Learn from real pitch decks that raised millions. Analyze successful decks from Airbnb, Uber, and modern startups to create your own winning presentation.
Pitch Deck Examples & Analysis
The best way to learn how to build a great pitch deck is to study decks that successfully raised capital. Here's what works.
Airbnb's Seed Deck (2009)
What Made It Work:
- Clear problem: "Hotels are expensive, impersonal"
- Simple solution: "Book a room with a local"
- Massive market: Showed the size of the travel industry
- Early traction: 2,500 users and growing
- Business model: Clear 10% take rate explained
Key Slides:
- Problem (Slide 2): Three pain points with existing solutions
- Solution (Slide 3): How Airbnb solves each pain point
- Market Size (Slide 4): $10B+ addressable market
- Product (Slides 5-6): Screenshots of the platform
- Business Model (Slide 7): Revenue model explained simply
- Adoption (Slide 8): Growth chart showing traction
Modern SaaS Deck Structure
Today's successful SaaS decks focus heavily on metrics and unit economics.

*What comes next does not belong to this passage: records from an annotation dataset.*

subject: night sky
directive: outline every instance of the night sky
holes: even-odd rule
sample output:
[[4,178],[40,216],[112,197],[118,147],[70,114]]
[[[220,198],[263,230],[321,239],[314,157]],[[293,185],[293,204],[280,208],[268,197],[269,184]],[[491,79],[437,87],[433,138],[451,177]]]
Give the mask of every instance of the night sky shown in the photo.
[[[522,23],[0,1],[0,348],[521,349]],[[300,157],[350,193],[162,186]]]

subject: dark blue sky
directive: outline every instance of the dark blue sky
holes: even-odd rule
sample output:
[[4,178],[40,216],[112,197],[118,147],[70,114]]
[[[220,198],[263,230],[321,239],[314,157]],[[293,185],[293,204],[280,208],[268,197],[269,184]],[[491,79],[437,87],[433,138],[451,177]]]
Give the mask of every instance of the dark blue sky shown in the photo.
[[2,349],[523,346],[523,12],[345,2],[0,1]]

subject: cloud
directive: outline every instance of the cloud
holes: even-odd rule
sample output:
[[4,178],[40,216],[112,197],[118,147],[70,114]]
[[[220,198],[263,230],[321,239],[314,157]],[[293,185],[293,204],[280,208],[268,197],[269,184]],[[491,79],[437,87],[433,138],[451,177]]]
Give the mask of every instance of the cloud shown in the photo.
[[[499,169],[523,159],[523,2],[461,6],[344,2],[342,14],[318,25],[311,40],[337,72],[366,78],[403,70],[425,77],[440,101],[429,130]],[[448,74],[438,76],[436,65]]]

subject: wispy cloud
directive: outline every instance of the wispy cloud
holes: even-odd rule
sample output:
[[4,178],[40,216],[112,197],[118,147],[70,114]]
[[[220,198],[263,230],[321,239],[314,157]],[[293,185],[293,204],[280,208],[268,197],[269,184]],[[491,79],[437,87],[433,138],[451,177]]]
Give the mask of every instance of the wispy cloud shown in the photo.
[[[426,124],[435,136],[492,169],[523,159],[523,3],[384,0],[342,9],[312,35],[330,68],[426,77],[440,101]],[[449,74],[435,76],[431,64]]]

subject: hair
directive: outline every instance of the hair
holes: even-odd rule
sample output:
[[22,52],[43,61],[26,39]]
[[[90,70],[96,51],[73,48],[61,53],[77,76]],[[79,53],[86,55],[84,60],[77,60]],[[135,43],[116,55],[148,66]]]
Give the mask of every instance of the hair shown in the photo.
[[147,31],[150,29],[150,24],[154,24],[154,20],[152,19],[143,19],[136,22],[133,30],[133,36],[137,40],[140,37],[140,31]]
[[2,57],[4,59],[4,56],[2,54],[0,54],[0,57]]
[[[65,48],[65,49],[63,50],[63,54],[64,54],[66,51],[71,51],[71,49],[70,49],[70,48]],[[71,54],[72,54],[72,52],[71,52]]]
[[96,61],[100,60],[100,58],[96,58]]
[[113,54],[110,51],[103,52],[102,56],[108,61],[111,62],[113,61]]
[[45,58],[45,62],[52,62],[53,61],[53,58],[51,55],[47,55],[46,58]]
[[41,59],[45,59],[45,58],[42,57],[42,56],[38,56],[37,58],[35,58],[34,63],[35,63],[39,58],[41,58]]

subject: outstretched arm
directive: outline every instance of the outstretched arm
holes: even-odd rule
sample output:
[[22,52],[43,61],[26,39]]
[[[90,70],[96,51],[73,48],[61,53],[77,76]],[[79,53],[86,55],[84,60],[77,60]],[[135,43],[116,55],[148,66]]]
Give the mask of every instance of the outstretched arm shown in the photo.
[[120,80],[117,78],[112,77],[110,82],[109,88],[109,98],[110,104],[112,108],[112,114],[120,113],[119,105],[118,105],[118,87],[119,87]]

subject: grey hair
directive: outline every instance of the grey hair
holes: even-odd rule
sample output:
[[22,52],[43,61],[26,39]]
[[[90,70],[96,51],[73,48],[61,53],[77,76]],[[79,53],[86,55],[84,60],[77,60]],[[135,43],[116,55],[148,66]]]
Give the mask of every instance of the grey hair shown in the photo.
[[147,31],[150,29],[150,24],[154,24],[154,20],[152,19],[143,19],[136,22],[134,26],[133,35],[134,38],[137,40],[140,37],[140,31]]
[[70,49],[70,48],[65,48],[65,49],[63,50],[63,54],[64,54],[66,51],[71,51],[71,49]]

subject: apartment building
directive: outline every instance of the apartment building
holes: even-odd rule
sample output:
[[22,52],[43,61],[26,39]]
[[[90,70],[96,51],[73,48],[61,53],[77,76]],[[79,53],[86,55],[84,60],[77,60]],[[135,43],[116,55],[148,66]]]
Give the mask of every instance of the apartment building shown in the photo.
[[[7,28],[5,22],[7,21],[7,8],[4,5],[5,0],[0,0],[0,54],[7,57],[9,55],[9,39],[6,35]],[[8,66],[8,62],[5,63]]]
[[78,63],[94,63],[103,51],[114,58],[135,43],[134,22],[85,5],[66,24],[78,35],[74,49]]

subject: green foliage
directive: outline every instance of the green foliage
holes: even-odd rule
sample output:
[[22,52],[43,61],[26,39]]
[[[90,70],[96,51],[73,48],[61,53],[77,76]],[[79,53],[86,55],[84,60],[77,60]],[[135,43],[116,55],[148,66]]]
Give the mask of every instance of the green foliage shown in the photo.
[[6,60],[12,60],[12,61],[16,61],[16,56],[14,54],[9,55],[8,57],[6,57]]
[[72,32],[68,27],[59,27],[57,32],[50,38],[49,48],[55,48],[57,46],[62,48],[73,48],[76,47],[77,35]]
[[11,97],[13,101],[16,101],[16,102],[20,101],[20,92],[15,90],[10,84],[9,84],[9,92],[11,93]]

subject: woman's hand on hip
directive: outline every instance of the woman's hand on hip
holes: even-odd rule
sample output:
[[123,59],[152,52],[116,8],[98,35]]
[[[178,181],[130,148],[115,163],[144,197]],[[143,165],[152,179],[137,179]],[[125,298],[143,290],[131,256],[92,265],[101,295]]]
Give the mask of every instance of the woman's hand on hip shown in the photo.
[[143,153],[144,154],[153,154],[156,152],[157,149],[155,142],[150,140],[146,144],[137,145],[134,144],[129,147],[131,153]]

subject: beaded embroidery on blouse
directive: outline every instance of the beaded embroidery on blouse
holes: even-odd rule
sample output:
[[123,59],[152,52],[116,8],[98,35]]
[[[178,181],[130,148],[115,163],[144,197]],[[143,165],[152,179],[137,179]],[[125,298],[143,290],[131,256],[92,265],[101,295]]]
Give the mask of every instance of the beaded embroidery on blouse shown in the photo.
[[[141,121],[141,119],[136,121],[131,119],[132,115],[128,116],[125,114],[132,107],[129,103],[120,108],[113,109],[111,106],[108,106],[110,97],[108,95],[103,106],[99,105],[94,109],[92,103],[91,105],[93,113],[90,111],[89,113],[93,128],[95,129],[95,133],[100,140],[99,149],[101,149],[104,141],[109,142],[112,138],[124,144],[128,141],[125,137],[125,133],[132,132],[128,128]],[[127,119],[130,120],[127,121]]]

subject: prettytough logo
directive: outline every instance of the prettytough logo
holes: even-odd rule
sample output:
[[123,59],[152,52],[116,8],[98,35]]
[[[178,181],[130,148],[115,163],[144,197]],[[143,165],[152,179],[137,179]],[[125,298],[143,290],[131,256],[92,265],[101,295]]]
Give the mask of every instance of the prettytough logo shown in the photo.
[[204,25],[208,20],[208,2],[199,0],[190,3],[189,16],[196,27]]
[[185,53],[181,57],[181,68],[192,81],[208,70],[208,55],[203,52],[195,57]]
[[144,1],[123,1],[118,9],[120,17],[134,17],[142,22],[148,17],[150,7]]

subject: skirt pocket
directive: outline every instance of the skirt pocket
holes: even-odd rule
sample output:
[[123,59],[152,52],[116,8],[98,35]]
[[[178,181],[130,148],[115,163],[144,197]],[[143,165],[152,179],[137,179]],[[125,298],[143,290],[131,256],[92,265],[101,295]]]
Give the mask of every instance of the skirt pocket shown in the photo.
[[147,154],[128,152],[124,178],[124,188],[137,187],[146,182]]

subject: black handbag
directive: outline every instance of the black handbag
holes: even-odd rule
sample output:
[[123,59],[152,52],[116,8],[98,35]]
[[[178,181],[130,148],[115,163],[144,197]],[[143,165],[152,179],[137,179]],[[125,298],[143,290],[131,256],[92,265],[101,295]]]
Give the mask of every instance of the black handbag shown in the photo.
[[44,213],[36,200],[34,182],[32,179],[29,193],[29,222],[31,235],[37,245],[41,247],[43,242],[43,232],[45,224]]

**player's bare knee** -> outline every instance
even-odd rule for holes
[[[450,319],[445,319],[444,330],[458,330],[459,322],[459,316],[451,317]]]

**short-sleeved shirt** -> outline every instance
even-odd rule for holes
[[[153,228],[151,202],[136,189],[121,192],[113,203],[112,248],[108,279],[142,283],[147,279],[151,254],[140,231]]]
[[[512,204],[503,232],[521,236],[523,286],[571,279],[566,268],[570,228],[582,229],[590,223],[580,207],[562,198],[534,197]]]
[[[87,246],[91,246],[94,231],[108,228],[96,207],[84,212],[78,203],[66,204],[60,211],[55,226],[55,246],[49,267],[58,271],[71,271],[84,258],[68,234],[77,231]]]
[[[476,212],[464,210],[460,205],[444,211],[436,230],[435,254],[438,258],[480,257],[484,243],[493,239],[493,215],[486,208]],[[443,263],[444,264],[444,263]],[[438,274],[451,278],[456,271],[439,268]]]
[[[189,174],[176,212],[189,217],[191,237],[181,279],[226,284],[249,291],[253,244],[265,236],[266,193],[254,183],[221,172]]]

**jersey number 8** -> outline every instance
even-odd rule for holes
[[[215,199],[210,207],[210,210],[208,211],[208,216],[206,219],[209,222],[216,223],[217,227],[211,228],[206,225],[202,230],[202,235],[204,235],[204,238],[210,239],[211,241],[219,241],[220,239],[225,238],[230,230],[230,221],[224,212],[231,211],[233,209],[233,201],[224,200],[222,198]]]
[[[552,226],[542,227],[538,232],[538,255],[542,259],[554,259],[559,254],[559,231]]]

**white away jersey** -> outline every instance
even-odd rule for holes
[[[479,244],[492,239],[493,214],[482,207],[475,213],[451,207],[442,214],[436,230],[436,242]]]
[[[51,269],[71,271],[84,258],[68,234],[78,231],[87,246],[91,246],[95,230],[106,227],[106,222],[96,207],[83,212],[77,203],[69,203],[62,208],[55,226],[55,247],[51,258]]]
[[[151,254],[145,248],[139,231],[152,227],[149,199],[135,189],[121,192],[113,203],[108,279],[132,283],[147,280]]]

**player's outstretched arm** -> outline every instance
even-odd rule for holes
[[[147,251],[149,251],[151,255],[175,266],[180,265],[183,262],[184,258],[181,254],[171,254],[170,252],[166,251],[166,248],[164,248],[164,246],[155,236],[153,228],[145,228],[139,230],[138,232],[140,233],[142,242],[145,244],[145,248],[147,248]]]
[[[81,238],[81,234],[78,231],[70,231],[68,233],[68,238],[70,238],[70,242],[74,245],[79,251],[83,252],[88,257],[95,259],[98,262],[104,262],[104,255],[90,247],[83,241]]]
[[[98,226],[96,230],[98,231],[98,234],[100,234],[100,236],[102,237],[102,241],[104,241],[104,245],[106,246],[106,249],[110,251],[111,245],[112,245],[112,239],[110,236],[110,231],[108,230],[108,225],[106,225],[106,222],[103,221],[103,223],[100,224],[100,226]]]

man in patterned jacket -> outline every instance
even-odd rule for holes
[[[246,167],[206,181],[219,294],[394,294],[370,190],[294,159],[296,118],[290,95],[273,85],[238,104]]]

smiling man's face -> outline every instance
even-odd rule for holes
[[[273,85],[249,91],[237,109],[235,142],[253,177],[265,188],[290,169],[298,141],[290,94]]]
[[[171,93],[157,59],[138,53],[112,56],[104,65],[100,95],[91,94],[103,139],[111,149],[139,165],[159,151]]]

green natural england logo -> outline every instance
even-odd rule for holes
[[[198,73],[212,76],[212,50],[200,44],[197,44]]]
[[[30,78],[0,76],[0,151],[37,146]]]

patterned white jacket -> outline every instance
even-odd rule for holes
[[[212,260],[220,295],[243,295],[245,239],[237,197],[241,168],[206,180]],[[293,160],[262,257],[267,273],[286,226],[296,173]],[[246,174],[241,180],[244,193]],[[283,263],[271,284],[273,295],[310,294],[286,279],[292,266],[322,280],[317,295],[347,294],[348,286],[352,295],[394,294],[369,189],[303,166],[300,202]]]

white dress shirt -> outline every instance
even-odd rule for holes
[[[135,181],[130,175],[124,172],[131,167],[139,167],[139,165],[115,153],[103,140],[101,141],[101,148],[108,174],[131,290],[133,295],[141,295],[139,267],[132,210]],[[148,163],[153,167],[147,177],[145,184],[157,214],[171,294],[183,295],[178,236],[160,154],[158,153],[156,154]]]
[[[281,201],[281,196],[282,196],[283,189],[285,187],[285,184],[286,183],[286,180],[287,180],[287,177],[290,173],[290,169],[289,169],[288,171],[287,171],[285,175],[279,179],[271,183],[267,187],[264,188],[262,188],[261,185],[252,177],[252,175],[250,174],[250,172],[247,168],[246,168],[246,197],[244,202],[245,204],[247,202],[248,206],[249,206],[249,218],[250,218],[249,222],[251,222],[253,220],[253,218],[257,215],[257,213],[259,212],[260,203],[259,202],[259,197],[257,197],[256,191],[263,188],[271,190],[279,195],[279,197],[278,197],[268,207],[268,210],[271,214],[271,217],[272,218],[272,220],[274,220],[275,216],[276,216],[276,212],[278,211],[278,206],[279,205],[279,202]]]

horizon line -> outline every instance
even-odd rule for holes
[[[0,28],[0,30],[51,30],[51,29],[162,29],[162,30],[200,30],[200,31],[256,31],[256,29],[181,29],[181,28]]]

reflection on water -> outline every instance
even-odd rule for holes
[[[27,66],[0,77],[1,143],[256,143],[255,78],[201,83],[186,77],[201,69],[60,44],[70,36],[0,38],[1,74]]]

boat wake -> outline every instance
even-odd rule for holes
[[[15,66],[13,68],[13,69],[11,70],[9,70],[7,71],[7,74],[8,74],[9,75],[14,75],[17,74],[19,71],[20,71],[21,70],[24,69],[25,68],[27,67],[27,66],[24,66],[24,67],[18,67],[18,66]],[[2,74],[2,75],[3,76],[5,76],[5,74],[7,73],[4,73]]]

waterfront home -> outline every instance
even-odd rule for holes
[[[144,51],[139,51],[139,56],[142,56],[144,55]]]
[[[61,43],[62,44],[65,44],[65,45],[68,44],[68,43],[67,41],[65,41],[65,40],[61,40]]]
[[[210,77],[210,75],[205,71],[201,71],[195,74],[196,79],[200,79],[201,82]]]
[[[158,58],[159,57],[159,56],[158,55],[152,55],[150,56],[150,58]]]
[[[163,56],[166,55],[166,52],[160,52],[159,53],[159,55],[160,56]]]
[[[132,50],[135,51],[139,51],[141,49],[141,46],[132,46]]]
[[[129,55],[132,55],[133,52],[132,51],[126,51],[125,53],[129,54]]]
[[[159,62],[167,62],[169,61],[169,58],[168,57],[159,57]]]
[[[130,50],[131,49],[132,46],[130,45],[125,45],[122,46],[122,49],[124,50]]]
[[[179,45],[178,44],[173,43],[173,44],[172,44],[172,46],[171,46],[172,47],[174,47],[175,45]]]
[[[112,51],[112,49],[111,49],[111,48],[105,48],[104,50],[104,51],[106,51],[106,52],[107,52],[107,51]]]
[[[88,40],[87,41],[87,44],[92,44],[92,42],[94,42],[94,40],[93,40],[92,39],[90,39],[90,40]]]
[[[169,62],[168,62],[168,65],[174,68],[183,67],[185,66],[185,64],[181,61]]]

Essential Slides for SaaS:
- Traction Slide: MRR growth chart, ideally 15%+ MoM
- Unit Economics: CAC, LTV, payback period
- Retention Cohorts: Show customers stick around
- Pipeline: Sales pipeline and conversion rates
- Key Metrics Dashboard: ARR, NRR, Churn
Consumer App Deck Best Practices
What Investors Want to See:
- User Growth: DAU/MAU charts showing hockey stick growth
- Engagement: Time spent, sessions per user
- Retention: D1, D7, D30 retention curves
- Viral Loops: K-factor and virality mechanics
- Monetization Path: Even if not yet monetizing, show the plan
Common Deck Mistakes
Avoid These Errors:
- Too many slides (keep it under 15)
- Walls of text (use visuals and bullet points)
- Unrealistic projections (hockey stick with no support)
- No clear ask (always state how much you're raising)
- Weak team slide (investors invest in people first)
Pro Tip:
Create two versions of your deck: a presentation version with visuals for pitching, and a detailed version with more context for sending via email.